Cramps or afterpains
You might experience cramps or afterpains after having your baby as your uterus contracts to gradually return to size. These may last for a couple of days, but over-the-counter pain relief can ease any discomfort. Always follow the guidance on the pack and speak to your pharmacist, midwife, or GP if you’re breastfeeding.
Mood changes
Emotional ups and downs in the days and weeks after your baby is born are very common due to hormonal changes after birth. Often referred to as ‘baby blues’, many women experience sadness, fatigue, and feeling tearful around a week or two after giving birth.
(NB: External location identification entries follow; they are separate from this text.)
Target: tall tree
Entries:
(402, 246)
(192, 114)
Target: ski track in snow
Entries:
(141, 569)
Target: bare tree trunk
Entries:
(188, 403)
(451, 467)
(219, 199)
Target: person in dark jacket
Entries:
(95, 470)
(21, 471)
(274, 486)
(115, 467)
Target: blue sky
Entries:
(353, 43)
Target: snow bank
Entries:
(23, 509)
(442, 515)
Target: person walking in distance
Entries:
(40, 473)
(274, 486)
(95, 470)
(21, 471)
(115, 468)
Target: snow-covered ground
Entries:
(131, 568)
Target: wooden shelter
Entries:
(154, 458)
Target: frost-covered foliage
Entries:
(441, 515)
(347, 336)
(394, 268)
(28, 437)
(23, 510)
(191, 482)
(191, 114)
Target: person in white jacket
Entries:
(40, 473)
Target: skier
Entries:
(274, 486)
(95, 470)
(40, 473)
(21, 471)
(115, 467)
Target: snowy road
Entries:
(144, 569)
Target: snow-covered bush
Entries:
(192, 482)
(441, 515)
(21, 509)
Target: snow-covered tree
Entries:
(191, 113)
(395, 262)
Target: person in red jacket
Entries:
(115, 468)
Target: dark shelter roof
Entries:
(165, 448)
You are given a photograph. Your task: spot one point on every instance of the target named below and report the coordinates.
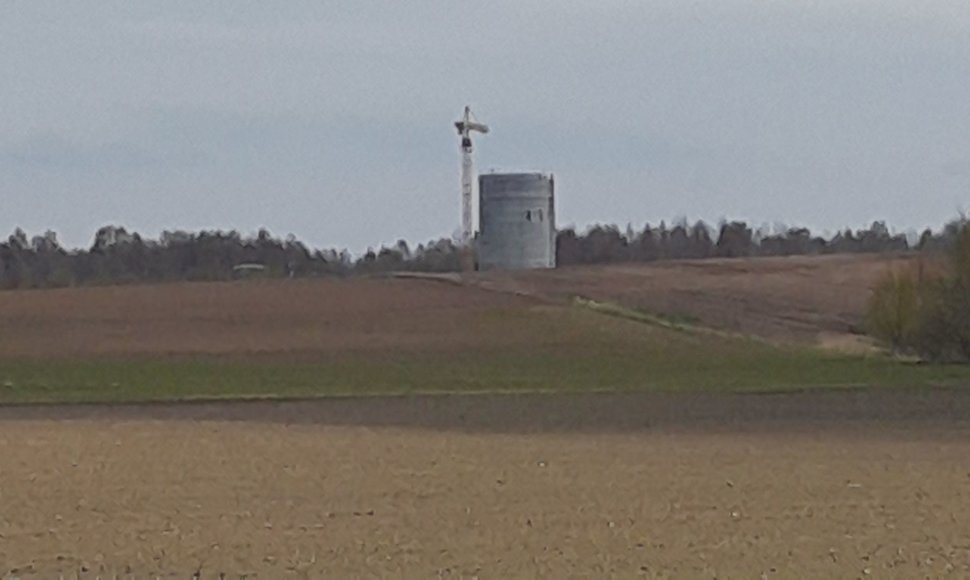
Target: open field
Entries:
(293, 338)
(820, 485)
(672, 473)
(808, 299)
Again, everyone will experience these feelings differently, and if you find you’re not coping or you’re concerned about your mental wellbeing, speak to your midwife, health visitor, or GP about what support options are available.
Sex after birth
It’s possible to get pregnant again as little as three weeks after giving birth, so consider what contraception you’ll use after having your baby. Your midwife or healthcare professional will talk to you about recovery time before having sex again, although it’s broadly recommended to wait at least six weeks to allow for the internal wound where your placenta was attached to heal. You’ll most likely have a post-birth health check around six weeks, so if you have questions about sex after birth, this is a good time to ask. Remember, your body has been through a significant amount of physical and emotional change during pregnancy and labour, and when you feel ready to have sex again will be a personal decision for you.
Diet and nutrition
This may not be your top priority after giving birth, but your health and wellbeing are important too. A balanced diet with plenty of nutrients plays a key role in your physical and mental recovery after birth. If friends and family members are offering to help, consider asking them to batch cook some meals you can freeze or lean on your partner to take charge of the cooking as you adjust to life as a new mum. Keep plenty of water on hand around the house so if you’re feeding your baby, you can stay hydrated. Handy snacks like fresh fruit and nuts can be a good source of nutrition, and again, you can keep these in places you’ll regularly be with your baby so they’re easy to access.
Sleep
There is no doubt that your sleep patterns will change. Frequent nightly wake-ups to feed or check on your baby will become the norm, so it’s important to rest when you can. That might be sleeping when your baby sleeps or getting extra support from your support network to give you time to catch up on sleep or take a bath or shower.
Remember, the newborn phase is just that. It’s temporary and the transition should become more manageable as you develop routines that work for you and your family. You’re not on your own and it’s important to lean into the support you have available from friends and family, your healthcare team, and local postnatal services in your area.